UP di Judith Hopf – 30/09/2016, ore 19 – Museion, Bolzano #opening #salvethedate [Mostre]

arte, arte contemporanea, artisti, comunicazione, CS, cultura, eventi, mostre, turismo, viaggi

Judith Hopf, Up

A cura di Letizia Ragaglia

Opening:

30/09/2016 – ore 19

Museion, logo ufficiale - http://www.museion.it/ -

@Museion, Bolzano

Museion presenta la prima personale in un museo italiano di Judith Hopf.
Nata a Karlsruhe nel 1969, l’artista insegna arti figurative presso la Frankfurter Städelschule e ha esposto in istituzioni come PRAXES centre for Contemporary Art, Berlino (2014), Schirn Kunsthalle Frankfurt (2013), Malmö Konsthall, Malmö (2012) e in rassegne internazionali come documenta 13, Kassel (2012) e la Biennale di Liverpool (2014). I suoi lavori sono stati presentati in numerosi Festival, tra cui il Festival internazionale del cinema di Berlino (Berlinale) e gli “Internationalen Kurzfilmtagen Oberhausen”.

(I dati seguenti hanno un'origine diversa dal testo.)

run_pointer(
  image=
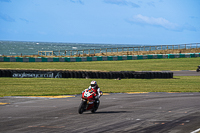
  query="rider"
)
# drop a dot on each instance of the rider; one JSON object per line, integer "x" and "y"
{"x": 96, "y": 88}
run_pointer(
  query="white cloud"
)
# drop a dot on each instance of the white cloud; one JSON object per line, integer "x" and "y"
{"x": 122, "y": 2}
{"x": 161, "y": 22}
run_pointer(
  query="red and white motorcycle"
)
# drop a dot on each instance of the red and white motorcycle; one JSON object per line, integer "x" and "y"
{"x": 88, "y": 101}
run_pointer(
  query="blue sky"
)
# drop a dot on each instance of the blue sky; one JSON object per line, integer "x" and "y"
{"x": 101, "y": 21}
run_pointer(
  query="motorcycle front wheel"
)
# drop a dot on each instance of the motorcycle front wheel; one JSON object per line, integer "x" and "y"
{"x": 81, "y": 107}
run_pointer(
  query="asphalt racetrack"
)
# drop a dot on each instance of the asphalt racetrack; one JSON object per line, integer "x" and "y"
{"x": 135, "y": 113}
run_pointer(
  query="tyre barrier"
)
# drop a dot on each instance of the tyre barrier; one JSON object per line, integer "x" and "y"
{"x": 84, "y": 74}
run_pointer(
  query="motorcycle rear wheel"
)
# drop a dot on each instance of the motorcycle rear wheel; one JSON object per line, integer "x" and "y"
{"x": 95, "y": 108}
{"x": 81, "y": 108}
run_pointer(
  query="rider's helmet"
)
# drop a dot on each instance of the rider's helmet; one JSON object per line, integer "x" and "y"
{"x": 93, "y": 84}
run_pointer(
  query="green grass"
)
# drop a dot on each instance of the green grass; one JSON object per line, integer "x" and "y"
{"x": 126, "y": 65}
{"x": 52, "y": 86}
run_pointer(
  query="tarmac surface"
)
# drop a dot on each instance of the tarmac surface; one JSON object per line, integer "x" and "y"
{"x": 131, "y": 113}
{"x": 134, "y": 113}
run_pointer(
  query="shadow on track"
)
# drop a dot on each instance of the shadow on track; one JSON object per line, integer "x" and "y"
{"x": 109, "y": 112}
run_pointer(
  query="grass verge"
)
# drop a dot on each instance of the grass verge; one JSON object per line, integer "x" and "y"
{"x": 51, "y": 86}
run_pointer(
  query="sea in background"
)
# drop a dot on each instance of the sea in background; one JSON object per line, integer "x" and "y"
{"x": 32, "y": 48}
{"x": 59, "y": 48}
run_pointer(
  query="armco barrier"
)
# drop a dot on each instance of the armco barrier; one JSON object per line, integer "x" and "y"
{"x": 97, "y": 58}
{"x": 83, "y": 74}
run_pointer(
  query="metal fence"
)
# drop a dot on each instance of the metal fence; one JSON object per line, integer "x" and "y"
{"x": 120, "y": 49}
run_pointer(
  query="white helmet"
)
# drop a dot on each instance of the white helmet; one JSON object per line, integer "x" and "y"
{"x": 93, "y": 84}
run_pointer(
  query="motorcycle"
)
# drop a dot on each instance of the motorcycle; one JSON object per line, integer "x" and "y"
{"x": 88, "y": 101}
{"x": 198, "y": 69}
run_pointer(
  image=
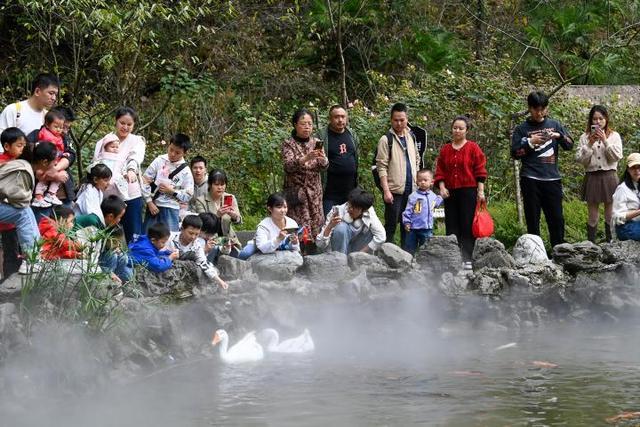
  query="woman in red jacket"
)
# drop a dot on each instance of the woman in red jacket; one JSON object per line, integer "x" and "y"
{"x": 460, "y": 175}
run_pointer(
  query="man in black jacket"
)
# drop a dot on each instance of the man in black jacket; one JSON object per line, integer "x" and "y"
{"x": 536, "y": 142}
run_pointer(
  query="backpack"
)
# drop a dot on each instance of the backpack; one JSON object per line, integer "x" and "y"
{"x": 374, "y": 167}
{"x": 16, "y": 183}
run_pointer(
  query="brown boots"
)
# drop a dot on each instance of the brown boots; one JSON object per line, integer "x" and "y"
{"x": 593, "y": 231}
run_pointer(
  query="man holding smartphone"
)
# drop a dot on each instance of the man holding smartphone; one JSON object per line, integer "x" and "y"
{"x": 340, "y": 144}
{"x": 536, "y": 142}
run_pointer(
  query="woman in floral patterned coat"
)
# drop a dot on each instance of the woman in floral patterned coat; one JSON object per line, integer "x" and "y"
{"x": 303, "y": 157}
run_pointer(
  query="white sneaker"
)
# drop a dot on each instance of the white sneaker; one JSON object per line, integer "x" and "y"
{"x": 53, "y": 199}
{"x": 40, "y": 202}
{"x": 25, "y": 267}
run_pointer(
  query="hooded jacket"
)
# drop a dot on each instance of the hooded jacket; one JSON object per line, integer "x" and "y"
{"x": 142, "y": 251}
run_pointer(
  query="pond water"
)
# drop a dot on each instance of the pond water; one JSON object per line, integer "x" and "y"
{"x": 374, "y": 371}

Uno spirito ludico che mira a decostruire certezze, far vacillare parametri e convenzioni sociali; la consapevolezza dei propri limiti, e quindi l’ironia e l’autoironia; i gesti e i comportamenti goffi e impacciati; l’utilizzo dello slapstick e di un linguaggio volutamente amatoriale e quindi di materiali semplici nelle proprie opere. Questi gli elementi su cui si muove il lavoro di Judith Hopf, invitata da Museion per la sua posizione, che ricopre un ruolo singolare all’interno del sistema artistico globalizzato e iperconnesso. La mostra “Up” è ospitata a Passage e al quarto piano e presenta trenta lavori dell’artista tra video, sculture e disegni – diverse opere e l’allestimento sono realizzati per l’occasione e sono in dialogo con lo spazio di Museion e il paesaggio circostante. Il rapporto con il panorama altoatesino si riflette anche nell’invito per la mostra, la cui grafica è stata realizzata dall’artista.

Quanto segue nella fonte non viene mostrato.